I also hasten to point out that an affluent nation such as ours tends to overvalue the shiny appearance and material comforts that often accompany a “secure” job. (I talk about this at some length in my article on lessons I’ve learned in freelance work.) Folks will sometimes feel entitled to point out that their decisions have produced great wealth and prosperity, however problematic those decisions may have been otherwise. I think it’s a bad idea to measure your sense of security against strictly material standards.
Computers and the Humanities
Here is one example of a change that has affected nearly every workplace and career track: the widespread and growing reliance on computing. Computers have fundamentally changed the nature of many careers and threatened the very existence of some. Moreover, the exponential nature of computing—computers building computers building computers—ensures that these changes will continue. For example, computers will probably never completely replace doctors, but there is no denying that they have brought about fundamental changes in the way doctors do their work. Any task that can be done more accurately, quickly, and cheaply by a computer will eventually be done only by these machines. The humans who used to keep the books, file the paperwork, and pay the bills will have to find something else to do.
In contrast, the saving grace of careers in the humanities is their uniquely human quality. It is possible to program a robot to play a pipe organ, but who would want to listen to it? So many nuances of language, art, and culture can only be understood and appreciated by humans. The source of meaning in the work is that it is done by humans, for humans. A robot is accurate; a human is impactful.
Churches and Job Security
It is easy to witness the decline of church life—really, of public life in general—and conclude that there is no job security in church work. Musicians are especially prone to this conclusion, because we have chosen an “insecure” career track to begin with. However, given the influence of computing in “hard” fields such as accounting, engineering, and mathematics, those of us who serve churches arguably enjoy a relative advantage. We may end up switching jobs many times, but we do at least have the advantage of “career security.” The nature of our work is likely to remain mostly the same, or at least it will evolve slowly enough for us to keep up with it.
Therefore, perhaps we would do well to think of our job security in terms of one very important but increasingly scarce resource. The social connectedness afforded by a well-run, well-led church makes all of the church’s people more resilient and capable. The decline of public life increases the value of church families. They offer a social experience that is uniquely human and increasingly hard to find.

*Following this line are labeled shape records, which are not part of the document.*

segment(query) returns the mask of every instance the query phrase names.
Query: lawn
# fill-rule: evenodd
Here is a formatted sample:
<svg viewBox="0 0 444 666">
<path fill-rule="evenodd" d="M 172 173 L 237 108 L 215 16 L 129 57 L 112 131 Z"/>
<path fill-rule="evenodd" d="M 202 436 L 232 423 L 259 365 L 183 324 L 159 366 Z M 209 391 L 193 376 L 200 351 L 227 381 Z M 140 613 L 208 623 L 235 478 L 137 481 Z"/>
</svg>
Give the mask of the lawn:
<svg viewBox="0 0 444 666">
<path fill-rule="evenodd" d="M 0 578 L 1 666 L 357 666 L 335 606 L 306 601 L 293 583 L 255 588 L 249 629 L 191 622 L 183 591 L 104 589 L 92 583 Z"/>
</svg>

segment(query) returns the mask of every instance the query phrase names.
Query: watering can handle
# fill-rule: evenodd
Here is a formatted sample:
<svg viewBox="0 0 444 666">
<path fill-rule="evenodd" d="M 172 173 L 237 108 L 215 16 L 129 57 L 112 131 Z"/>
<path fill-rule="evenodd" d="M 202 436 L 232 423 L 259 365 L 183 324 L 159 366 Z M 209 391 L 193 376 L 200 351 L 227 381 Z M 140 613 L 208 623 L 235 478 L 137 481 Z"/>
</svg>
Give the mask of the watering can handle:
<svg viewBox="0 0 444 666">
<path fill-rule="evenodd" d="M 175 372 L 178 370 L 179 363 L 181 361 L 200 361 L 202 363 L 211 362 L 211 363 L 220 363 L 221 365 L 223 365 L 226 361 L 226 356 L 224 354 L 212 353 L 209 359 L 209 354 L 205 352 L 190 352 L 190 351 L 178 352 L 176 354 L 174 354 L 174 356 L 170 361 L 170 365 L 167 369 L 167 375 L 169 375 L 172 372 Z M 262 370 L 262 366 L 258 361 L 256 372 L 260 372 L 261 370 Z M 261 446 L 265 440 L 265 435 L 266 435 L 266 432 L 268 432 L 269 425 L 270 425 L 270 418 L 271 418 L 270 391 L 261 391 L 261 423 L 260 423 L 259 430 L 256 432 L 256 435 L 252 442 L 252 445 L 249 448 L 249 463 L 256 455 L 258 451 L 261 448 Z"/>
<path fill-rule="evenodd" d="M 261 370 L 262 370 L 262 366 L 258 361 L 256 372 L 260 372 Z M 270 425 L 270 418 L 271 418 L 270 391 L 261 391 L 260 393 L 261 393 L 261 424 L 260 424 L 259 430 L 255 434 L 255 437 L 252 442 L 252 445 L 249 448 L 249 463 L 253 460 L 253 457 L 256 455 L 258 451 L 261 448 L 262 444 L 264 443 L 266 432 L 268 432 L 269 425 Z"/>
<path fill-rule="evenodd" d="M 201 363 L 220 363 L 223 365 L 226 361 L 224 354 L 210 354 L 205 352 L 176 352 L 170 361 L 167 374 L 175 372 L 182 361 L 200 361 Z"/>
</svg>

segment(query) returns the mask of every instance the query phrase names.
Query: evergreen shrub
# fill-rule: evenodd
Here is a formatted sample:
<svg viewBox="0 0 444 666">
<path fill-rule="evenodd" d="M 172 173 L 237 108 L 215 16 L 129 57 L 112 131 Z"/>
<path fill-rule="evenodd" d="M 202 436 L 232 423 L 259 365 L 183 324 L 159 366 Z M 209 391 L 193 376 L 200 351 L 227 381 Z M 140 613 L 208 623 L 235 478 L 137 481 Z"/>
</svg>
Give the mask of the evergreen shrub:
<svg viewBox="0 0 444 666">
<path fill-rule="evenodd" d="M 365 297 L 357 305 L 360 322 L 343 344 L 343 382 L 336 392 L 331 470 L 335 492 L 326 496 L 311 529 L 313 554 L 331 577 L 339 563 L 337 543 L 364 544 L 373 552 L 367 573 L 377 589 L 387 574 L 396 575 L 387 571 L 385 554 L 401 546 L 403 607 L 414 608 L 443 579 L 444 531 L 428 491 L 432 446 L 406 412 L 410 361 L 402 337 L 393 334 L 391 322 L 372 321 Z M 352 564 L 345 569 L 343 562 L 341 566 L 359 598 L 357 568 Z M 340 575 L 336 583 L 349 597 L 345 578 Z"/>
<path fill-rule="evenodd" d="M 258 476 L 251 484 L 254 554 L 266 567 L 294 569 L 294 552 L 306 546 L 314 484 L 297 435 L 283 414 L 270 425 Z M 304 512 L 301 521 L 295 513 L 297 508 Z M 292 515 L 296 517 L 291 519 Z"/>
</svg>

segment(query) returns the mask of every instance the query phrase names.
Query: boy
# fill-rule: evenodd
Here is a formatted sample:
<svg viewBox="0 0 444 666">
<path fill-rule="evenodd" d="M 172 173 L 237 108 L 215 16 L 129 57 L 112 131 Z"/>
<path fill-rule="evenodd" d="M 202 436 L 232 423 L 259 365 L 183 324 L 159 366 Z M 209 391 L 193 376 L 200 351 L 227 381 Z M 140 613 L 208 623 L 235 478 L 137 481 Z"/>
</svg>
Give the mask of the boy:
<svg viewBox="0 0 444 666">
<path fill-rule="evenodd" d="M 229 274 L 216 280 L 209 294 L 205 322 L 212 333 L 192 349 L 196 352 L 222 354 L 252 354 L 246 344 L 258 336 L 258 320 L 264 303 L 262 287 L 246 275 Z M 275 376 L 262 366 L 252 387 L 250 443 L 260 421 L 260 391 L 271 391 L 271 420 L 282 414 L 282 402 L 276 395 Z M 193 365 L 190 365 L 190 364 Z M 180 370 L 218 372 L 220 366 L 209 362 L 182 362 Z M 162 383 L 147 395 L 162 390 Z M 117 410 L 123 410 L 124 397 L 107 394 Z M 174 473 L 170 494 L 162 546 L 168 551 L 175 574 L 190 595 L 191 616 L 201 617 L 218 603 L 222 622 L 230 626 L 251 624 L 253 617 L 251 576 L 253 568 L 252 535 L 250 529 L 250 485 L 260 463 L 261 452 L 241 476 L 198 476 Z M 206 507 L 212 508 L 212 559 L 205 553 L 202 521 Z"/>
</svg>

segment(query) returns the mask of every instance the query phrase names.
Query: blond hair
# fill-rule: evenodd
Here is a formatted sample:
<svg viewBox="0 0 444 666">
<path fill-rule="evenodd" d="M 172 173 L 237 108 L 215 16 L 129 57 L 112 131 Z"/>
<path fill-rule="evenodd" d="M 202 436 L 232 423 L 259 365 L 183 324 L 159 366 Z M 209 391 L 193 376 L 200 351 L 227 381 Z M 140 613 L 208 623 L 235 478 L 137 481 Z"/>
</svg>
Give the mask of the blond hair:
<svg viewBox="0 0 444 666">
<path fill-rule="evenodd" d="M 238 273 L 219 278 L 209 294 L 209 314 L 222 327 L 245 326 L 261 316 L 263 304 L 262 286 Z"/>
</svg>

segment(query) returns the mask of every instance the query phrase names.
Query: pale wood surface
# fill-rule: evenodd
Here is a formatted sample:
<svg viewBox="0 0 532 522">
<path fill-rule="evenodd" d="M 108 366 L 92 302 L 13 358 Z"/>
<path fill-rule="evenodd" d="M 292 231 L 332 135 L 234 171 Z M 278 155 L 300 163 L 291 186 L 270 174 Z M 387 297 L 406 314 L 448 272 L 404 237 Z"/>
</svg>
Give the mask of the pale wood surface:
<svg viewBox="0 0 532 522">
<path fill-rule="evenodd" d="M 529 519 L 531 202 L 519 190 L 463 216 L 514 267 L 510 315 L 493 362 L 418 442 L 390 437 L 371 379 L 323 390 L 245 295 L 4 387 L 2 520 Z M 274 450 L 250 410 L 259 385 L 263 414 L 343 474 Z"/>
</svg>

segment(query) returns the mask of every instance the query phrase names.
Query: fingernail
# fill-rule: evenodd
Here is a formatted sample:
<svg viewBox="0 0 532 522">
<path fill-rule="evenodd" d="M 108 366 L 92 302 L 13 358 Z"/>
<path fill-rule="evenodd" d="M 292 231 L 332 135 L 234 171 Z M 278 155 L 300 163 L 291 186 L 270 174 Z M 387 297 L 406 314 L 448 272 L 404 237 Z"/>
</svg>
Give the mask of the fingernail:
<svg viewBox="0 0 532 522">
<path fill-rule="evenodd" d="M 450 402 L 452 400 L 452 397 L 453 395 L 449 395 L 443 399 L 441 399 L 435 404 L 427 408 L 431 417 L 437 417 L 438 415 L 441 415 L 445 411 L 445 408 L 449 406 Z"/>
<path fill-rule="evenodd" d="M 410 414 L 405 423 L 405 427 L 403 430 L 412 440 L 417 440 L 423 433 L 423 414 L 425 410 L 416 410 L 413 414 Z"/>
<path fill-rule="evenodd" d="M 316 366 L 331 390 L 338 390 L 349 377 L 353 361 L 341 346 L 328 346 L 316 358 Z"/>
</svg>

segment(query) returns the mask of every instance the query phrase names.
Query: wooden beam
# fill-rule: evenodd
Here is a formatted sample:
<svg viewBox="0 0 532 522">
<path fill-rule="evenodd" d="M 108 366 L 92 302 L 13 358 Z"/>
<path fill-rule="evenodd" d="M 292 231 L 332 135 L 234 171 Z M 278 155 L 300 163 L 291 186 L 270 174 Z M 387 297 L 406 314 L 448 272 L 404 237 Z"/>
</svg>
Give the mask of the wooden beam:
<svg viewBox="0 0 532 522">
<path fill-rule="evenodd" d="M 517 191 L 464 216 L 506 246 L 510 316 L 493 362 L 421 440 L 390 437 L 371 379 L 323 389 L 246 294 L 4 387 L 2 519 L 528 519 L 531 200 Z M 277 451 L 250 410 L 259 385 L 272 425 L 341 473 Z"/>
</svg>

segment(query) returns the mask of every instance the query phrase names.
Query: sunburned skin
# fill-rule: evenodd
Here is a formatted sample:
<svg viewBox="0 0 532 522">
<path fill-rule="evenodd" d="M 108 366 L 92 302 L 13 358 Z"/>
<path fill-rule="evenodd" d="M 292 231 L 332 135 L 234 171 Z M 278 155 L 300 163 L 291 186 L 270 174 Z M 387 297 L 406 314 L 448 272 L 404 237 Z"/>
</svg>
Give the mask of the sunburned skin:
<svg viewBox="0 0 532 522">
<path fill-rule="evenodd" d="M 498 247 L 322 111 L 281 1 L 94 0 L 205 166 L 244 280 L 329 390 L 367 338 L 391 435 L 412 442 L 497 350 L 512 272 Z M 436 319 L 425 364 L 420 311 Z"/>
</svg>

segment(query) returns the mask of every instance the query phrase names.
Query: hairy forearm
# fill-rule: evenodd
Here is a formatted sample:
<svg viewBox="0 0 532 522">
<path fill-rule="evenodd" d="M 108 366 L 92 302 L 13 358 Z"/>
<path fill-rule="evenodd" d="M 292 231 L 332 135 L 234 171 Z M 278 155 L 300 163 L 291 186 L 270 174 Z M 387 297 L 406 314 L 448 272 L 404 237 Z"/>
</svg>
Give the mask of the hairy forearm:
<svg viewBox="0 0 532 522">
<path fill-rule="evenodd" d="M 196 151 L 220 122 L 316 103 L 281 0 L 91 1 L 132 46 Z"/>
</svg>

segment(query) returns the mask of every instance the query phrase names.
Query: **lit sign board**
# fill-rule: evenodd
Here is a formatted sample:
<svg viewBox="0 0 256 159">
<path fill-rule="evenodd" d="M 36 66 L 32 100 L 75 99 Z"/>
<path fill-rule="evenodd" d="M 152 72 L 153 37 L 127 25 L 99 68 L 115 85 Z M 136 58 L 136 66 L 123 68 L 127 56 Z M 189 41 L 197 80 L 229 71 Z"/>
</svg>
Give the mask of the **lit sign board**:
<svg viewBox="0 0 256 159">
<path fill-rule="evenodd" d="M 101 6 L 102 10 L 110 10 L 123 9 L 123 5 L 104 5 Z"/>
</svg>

As musicians, we are capable of bringing people together in unique ways. Our skills allow us to create social experiences that are difficult for non-musicians to replicate. Ensemble participation and congregational hymnody are two of the best examples. If we embrace the counselor/pastor role that church work sometimes requires, we further elevate the quality of these social connections. If we direct our efforts toward meeting the spiritual needs of our people, we will build not only their faith, but their trust as well. In doing so, we slowly make ourselves indispensable. Sounds like job security to me!